Rose Anonyme by Atelier Cologne

Spread the love

DiVino may earn commissions from qualifying purchases.

I recently reviewed Bond No.9’s Manhattan, the latest jewel in the Bond family and a tribute to the city’s most sought after borough. Conceptually it worked for me, seductive and impersonal as it was. It was glamorous too, but not quite home.

Interestingly, French fragrance designers Sylvie Ganter and Christophe Cervasel of Atelier Cologne, have created something that brings me closer to my New York City.

Their scent, Rose Anonyme was recently released in conjunction with Vetiver Fatal. The fragrances were inspired by a fictional tale of a diamond thief who leaves a single rose in her wake and the globetrotting detective who delights in the pursuit.

While I loved the story of a jewel heisting heroine and her exotic travels, the fragrance took me right back to my corner of Brooklyn.

The oud comes through  delicately and has a warm wet quality.  Barely perceptible, yet present, as if  a woman wearing oud oil had moments ago just left the room.  It reminds me of browsing Atlantic Avenue  where stores sell incense and scented oils along with hemp oil and natural black seed oil soap. Women in headscarves rush past and there is always a hint of oud in the air, though you’re never quite sure where it’s coming from. African men crowd the counter, their beards scented with something sweet and musky. I found the same scent in incense sticks and  burn them incessantly in my bedroom.  Some people smell baking spices. I smell warm skin.

Rose Anonyme doesn’t end there.  Chinese ginger intrigues. It’s a different take on spice, something  raw yet fresh and connected to the earth.
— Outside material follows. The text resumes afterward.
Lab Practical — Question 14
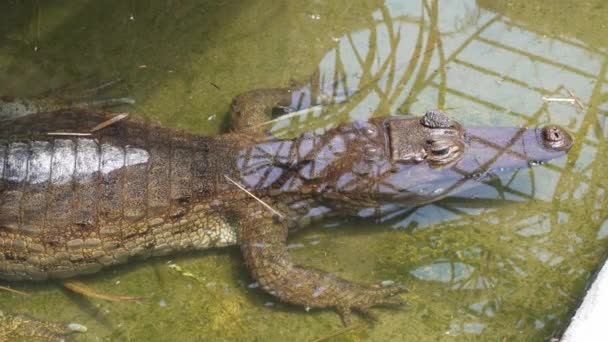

Walk west on Atlantic Avenue and you’ll find Sahadi’s market, a paradise of dried fruit and spice aromas, and if you’re lucky, the warm damp scent of bread baking at Bien Cuit,  a local patisserie. The scent of wet earth, grass and sea water wafts through Brooklyn Heights, and if you cross the East River into Chinatown, the olfactory mélange intensifies with the scent of dried mushrooms of a million varieties, potpourri, and over-ripe litchi fruit, mounded onto street carts and swelling at its spiky little seams.

Rose Anonyme encapsulates this exotic journey to me. An hour and half on a warm Saturday morning right here in what is my new hometown. Mysterious and twisting yet somehow still familiar.